City of Lawrenceville v. Hennessey

Decision Date21 April 1910
Citation244 Ill. 464,91 N.E. 670
PartiesCITY OF LAWRENCEVILLE v. HENNESSEY et al.
CourtIllinois Supreme Court

OPINION TEXT STARTS HERE

Appeal from Lawrence County Court; J. A. Benson, Judge.

Proceeding by the city of Lawrenceville for a special assessment. From a judgment confirming assessments as reduced, T. R. Hennessey and another appeal. Reversed and remanded.W. F. Foster and P. W. Barnes, for appellants.

McGaughey & Tohill, for appellee.

CARTWRIGHT, J.

Appellee, city of Lawrenceville, in Lawrence county, began this proceeding by filing its petition in the county court of said county for a special assessment to pay for that part of a connected system of sewers located in sewer district No. 3. The county court overruled legal objections interposed by the appellants, T. R. Hennessey and P. W. Barnes, and the question of benefits was submitted to a jury. Lands of Hennessey were assessed in that district at $1,061, and the jury reduced the assessment to $800. The lands of P. W. Barnes were assessed at $500, and the jury reduced the amount to $300. The court confirmed the assessments as reduced and appellants appealed from the judgment.

The board of local improvements of the city of Lawrenceville adopted a general scheme of sewers for the city with an outlet in the Embarrass river, and divided the city into four sewer districts. On July 2, 1909, the board presented to the city council reports and estimates together with four ordinances, one for each district. The ordinanceswere passed and approved on that day. Section 38 of the local improvement act (Hurd's Rev. St. 1908, c. 24, § 544) provides that upon the filing of a petition in court for a special assessment the superintendent of special assessments in cities where such officer is provided for by law, otherwise some competent person appointed by the president of the board of local improvements, shall make a true and impartial assessment of the cost of said improvement. On the same day that the ordinances were passed, and before the filing of any petition, the president of the board of local improvements appointed Guy W. Courter to make the assessments in the several districts and Courter proceeded to make the same. On July 16, 1909, the city filed a petition for the special assessment involved in this case in district No. 3, and thereupon Courter filed his assessment roll on the same day.

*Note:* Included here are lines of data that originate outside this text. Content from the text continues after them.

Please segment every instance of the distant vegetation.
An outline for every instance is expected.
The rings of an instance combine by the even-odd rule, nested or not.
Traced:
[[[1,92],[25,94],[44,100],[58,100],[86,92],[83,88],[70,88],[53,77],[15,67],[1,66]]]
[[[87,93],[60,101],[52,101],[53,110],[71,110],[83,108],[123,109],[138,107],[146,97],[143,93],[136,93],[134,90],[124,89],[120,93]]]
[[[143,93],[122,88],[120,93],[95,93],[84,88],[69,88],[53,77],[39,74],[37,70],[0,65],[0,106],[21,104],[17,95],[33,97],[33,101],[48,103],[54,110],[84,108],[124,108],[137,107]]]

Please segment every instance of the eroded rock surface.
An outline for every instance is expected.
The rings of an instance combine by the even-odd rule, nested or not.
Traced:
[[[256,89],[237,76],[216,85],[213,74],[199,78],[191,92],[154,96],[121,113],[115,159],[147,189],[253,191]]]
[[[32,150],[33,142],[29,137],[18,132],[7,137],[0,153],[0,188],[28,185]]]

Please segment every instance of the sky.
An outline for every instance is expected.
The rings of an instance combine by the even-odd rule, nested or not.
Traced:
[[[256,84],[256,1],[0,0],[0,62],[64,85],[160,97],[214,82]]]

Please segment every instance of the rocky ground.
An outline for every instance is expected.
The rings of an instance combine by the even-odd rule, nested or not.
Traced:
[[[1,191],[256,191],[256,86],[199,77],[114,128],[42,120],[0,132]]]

One of the objections was that the assessment was made by a person not legally qualified to make the same by reason of his being a nonresident of the city and county. Courter testified that he resided in Mt. Carmel, in Wabash county, and had never resided in Lawrenceville or Lawrence county, and that he made the assessments under an agreement to make the four assessment rolls for $400, provided they went through, and if they failed he was to get nothing. Section 6 of article 6 of the cities and villages act (Hurd's Rev. St. 1908, c. 24, § 77) provides that no person shall be eligible to any office, except that of city engineer or attorney of an incorporated village, who is not a qualified elector of the city or village and who shall not have resided therein at least one year next preceding his election or appointment. In cities having a population of 50,000 or more there is the office of superintendent of special assessments, but there is no such office in cities of the population of Lawrenceville, where the president of the board of local improvements is authorized to appoint some competent person to make an assessment. The person so appointed is not technically an officer, but is an agent or employé for a single and specific purpose, whose functions are at an end upon the completion of his work. An office is a public position which does not end with the performance of a particular duty (People v. Loeffler, 175 Ill. 585, 51 N. E. 785) but the Legislature evidently regarded the person appointed to make an assessment as an officer, since he is called an ‘officer’ in defining his duties in section 39 of the local improvement act (Hurd's Rev. St. 1908, c. 24, § 545). He is to be a competent person, which means legally qualified as well as fit and capable to perform the duty imposed upon him. The Legislature never could have intended that a nonresident should exercise authority and functions in making a special assessment in a city with a population of less than 50,000, when a superintendent of assessments, exercising the same authority and functions in a city of larger population, must be a qualified elector who has resided in the city for one year. It would be unreasonable to hold that the Legislature meant by the language used to include aliens, nonresidents or minors, provided only they...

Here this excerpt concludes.